Resident Spotlight: Atul Nakhasi, MD, MPP
We continue with the resident spotlight feature as a way to hear the perspective on organized medicine, impetus for going into medicine, and opinions on healthcare issues directly from our members.
This week Atul Nakhasi, MD, MPP shares his perspective on organized medicine and why he chose to focus on primary care.
Why Organized Medicine?
The physician-patient relationship is at the very center of effective medical care. We also need to make it the center of effective healthcare policy. Every day of the year, we as budding physicians defend our patients against disease. We come to the clinic to listen to their stories, hear their most intimate life details, examine their bodies, and offer them hope and comfort. But yet we stop shy of fighting for them when it comes to our local city halls, state legislatures, and the nation’s capital.
According to a Gallup poll, almost 75% of Americans expressed confidence in physicians to do the right thing in changing our healthcare system – more than academicians, commercial groups, or politicians. Only half as many felt that way about our congressional leaders. However, despite the strong trust of our patients, studies have shown that only 26% of physicians took any political action on healthcare issues and only 24% encouraged their professional society to advocate for a public health issue over that same time. In our AMA’s Declaration of Professional Responsibility: Medicine’s Contract with Humanity, clause 8 states as one of our core duties: “Advocate for social, economic, educational, and political changes that ameliorate suffering and contribute to human well-being.” Let’s never forget that we as physicians are our patients’ greatest advocates – both inside the clinic and outside in our communities.
Why Primary Care?
In just a 24 mile-span across the city of Los Angeles there is a life-span difference of nearly 12 years between an individual living in the Palisades compared to Watts. This shocking gap in life expectancy is a reflection of our reality today in Los Angeles and the tremendous health inequities that still persist. Closing this gap will involve investing in a robust and vibrant primary care system for all of our patients in LA. After all, it’s in primary care where the foundation of good health is built and where the sacred patient-physician relationship begins and blossoms. Ultimately, the spirit of primary care is about caring for the whole person and giving that individual the best shot at life and at fulfilling their potential. This is why I went into primary care and what fuels my commitment to the field and my patients every day. And perhaps in time we can hope that the scruffy homeless veteran living underneath the bustling 405 will one day share in the same healthcare as the A-list Hollywood celebrity across town.

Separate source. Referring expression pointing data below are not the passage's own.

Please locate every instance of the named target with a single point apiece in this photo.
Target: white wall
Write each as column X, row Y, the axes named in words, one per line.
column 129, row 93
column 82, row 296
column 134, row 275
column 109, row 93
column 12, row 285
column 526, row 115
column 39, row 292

Atul Nakhasi, MD, MPP, led the movement to triple the youth vote in 2008 helping catalyzing Obama’s historic victory during the Iowa Caucuses. His leadership was recognized by the Wall Street Journal, Good Morning America, ABC World News, NPR, and BBC. Atul completed his medical degree at Johns Hopkins School of Medicine and his policy degree at the Harvard Kennedy School of Government, where he was named a Fellow at the Center for Public Leadership. During that time, he served as the national chair for the Medical Student Section of the American Medical Association and represented nearly 50,000 US medical students. He currently is a resident physician in the primary care track of the internal medicine program at UCLA Ronald Reagan hospital.